Salah satunya adalah peraturan batasan jam kerja untuk anak di bawah umur atau di bawah 18 tahun; melarang mereka untuk bekerja melewati jam 10 malam (kecuali jadwal di luar negeri); dan persyaratan kontrak yang lebih adil seperti melarang kontrak diperpanjang selama 7 tahun. Tak hanya itu, industri musik Korea Selatan juga mengatur ketentuan agar agensi mengurangi biaya penalti untuk pemutusan kontrak, dan membatasi perusahaan mengawasi kehidupan pribadi artis secara berlebihan.

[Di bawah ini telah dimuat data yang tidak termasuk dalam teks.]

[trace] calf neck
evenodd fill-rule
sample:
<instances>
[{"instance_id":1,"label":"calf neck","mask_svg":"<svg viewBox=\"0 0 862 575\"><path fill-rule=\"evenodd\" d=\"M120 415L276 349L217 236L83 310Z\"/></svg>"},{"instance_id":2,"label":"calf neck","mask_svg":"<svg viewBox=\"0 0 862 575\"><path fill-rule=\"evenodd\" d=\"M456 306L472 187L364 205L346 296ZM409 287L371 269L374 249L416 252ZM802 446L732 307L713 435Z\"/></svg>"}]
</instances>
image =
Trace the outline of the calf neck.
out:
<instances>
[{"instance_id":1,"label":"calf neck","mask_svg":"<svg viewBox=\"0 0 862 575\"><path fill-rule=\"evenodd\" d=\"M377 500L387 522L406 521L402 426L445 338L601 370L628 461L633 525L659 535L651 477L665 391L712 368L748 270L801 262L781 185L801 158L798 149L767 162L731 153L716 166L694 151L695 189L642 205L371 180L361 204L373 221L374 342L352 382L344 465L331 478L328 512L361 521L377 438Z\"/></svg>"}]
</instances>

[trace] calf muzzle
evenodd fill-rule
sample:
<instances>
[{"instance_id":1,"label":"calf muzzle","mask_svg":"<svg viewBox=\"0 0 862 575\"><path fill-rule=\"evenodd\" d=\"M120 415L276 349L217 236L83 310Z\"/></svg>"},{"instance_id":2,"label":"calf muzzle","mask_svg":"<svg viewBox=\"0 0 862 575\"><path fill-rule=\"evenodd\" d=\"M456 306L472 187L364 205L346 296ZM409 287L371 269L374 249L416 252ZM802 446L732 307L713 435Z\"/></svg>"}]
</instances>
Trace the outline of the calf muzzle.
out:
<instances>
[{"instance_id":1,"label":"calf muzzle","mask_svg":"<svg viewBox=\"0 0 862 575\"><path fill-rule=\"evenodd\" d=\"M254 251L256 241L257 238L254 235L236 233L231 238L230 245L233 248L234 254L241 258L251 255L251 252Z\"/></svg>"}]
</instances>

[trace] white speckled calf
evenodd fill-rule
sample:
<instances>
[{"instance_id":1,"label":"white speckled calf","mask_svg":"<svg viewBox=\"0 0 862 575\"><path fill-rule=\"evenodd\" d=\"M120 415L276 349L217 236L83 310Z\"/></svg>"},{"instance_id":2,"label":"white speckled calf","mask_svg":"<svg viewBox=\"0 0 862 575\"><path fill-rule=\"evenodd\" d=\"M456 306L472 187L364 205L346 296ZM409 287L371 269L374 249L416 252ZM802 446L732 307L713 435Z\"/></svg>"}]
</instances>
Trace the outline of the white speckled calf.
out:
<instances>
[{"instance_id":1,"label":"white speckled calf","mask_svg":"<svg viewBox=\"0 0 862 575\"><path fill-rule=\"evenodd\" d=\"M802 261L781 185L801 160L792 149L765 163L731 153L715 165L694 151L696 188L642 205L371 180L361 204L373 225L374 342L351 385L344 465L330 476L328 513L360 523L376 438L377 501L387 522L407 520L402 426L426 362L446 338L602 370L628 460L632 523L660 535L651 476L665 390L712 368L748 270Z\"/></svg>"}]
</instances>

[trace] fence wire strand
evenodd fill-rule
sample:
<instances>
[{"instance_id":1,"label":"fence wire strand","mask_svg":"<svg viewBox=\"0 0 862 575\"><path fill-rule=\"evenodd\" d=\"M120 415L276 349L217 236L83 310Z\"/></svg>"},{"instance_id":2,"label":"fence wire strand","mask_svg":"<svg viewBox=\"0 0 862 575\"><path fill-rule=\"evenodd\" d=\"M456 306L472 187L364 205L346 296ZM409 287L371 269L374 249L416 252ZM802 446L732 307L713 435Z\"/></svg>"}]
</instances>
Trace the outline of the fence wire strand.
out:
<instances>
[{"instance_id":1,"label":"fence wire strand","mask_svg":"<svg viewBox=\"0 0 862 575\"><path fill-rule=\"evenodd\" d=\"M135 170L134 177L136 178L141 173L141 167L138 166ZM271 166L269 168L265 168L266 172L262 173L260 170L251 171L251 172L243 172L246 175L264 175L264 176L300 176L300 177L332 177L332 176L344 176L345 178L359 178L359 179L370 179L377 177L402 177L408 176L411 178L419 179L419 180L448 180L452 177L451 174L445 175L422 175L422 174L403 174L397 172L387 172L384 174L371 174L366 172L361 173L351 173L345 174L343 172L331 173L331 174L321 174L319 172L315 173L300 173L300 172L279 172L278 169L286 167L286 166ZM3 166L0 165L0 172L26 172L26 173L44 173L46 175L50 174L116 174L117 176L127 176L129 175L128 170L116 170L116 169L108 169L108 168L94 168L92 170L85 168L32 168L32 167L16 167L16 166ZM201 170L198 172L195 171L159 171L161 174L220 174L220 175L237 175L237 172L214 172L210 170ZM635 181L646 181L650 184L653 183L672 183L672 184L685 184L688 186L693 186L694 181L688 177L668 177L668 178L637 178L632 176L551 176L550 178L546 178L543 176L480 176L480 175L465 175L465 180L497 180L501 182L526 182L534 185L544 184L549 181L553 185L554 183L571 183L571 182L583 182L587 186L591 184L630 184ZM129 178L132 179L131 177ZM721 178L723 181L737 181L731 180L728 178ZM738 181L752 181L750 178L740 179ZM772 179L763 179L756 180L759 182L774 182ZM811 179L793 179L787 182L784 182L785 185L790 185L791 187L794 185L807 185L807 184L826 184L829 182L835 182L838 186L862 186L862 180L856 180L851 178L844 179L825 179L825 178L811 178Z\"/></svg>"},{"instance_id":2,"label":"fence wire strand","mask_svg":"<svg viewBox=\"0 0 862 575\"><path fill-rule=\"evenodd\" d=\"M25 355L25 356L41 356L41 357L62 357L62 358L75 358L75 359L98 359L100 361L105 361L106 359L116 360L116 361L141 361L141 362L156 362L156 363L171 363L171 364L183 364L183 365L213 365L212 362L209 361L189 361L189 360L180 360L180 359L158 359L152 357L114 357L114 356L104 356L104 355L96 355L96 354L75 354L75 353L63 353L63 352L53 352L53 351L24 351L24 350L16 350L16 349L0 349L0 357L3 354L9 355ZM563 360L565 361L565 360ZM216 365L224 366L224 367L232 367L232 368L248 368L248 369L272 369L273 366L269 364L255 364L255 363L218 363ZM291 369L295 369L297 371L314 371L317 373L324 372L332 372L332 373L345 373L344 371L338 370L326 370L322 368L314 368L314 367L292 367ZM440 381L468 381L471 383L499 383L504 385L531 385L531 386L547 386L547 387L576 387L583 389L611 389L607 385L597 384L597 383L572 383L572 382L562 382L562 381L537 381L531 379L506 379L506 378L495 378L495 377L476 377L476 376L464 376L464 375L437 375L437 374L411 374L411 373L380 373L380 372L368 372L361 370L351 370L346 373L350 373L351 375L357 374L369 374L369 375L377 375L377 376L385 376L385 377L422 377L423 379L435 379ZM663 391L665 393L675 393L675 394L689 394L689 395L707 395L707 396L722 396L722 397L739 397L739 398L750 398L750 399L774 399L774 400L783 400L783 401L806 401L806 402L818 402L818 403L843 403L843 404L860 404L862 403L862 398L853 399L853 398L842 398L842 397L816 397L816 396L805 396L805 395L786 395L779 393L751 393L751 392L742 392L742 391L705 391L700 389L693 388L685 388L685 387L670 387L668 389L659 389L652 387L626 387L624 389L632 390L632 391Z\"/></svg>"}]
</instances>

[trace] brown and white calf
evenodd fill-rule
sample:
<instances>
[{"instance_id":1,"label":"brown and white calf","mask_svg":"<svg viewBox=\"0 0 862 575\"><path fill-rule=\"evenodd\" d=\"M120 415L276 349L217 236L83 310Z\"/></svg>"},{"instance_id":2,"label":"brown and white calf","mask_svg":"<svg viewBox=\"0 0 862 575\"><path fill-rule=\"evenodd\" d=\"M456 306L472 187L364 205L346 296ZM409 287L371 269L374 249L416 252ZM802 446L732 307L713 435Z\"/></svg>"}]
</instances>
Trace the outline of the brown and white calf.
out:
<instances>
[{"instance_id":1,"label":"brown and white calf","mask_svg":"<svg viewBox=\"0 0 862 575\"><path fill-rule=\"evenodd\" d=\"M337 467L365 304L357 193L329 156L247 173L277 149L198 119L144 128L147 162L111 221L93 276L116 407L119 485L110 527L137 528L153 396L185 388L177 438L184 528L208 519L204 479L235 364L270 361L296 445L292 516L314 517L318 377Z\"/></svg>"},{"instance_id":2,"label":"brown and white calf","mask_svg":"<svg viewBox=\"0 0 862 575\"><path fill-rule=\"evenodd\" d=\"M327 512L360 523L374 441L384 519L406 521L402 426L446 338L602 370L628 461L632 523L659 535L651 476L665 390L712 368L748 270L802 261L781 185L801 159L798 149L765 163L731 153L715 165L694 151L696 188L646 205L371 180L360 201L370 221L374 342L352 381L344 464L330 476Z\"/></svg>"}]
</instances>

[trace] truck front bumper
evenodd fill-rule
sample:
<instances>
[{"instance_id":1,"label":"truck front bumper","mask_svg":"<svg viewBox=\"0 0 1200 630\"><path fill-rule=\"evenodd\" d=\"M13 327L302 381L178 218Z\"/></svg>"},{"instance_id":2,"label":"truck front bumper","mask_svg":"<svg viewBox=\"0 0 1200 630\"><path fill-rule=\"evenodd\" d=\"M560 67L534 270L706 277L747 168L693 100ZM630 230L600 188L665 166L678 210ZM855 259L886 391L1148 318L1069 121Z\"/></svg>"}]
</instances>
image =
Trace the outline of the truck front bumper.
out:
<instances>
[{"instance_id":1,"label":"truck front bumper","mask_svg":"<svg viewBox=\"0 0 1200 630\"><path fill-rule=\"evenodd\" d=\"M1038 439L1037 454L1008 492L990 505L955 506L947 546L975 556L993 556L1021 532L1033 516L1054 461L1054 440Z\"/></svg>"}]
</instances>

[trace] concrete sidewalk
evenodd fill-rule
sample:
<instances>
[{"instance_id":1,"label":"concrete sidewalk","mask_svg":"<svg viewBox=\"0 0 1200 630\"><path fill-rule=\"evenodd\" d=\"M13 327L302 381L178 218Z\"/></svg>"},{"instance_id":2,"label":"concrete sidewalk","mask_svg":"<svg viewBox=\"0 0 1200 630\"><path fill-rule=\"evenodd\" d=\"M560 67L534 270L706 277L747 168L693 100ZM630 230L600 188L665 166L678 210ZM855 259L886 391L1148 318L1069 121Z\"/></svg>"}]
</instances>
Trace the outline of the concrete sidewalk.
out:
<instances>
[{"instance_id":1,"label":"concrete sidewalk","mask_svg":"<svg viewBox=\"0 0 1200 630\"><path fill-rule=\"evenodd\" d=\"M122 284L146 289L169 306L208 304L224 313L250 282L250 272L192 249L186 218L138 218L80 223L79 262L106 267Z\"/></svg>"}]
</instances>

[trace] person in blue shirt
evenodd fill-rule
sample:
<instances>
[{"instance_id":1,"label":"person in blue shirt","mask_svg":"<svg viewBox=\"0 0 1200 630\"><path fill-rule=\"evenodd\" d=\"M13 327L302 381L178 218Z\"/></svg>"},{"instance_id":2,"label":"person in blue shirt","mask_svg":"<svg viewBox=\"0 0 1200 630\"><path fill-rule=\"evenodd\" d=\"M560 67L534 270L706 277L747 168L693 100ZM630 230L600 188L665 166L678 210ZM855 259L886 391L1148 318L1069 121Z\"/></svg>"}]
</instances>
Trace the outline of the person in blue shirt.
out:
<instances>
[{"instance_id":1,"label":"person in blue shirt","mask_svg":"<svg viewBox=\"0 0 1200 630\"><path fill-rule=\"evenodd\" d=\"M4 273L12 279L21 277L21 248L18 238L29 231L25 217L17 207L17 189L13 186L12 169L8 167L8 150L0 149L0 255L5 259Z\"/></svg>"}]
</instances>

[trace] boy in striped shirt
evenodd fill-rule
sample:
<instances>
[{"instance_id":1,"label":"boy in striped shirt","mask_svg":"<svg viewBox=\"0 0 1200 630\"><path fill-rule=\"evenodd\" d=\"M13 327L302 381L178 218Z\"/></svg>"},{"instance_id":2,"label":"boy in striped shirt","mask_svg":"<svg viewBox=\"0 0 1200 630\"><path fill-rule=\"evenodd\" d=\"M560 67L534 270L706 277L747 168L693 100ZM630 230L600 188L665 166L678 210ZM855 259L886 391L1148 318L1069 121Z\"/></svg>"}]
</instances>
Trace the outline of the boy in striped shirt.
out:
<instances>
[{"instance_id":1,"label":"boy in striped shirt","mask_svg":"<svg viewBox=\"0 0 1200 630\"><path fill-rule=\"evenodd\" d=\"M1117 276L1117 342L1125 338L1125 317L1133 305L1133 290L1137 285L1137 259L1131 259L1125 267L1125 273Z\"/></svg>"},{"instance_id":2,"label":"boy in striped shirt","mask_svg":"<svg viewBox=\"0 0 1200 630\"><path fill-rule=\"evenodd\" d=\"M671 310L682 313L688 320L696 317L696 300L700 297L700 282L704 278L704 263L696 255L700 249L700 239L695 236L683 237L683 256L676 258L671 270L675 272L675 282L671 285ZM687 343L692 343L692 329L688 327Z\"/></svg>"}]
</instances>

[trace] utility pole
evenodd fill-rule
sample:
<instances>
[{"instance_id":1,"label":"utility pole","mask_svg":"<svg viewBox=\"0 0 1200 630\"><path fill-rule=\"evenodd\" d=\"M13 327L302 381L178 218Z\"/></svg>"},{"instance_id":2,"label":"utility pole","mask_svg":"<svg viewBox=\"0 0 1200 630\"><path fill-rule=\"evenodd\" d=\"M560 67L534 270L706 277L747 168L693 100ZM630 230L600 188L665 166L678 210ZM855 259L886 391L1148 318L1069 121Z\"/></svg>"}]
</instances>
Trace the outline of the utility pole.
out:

Realita menjadi idola K-pop artinya adalah berada di lingkungan ekstrem, tidak hanya secara fisik tapi juga mental. Tapi pertanyaannya, apakah para idola muda ini sudah siap dengan dunia dewasa yang mereka masuki sebelum waktunya? Walaupun perlindungan kepada mereka berkembang di industri musik Korea Selatan dari tahun ke tahun, tapi selama adanya eksistensi penggemar yang obsesif, sulit bagi idola remaja ini untuk menjadi diri mereka sendiri bahkan di atas panggung.
Stereotip ini rasanya akan semakin sulit untuk diubah. Apalagi agensi-agensi musik besar tetap menjalani sistem mendebutkan idola muda dari tahun ke tahun dan membuat ini terus menguat. Sepertinya, hal ini masih akan menjadi PR panjang bagi industri musik Korea Selatan agar terlepas dari budaya yang telah mengakar dalam.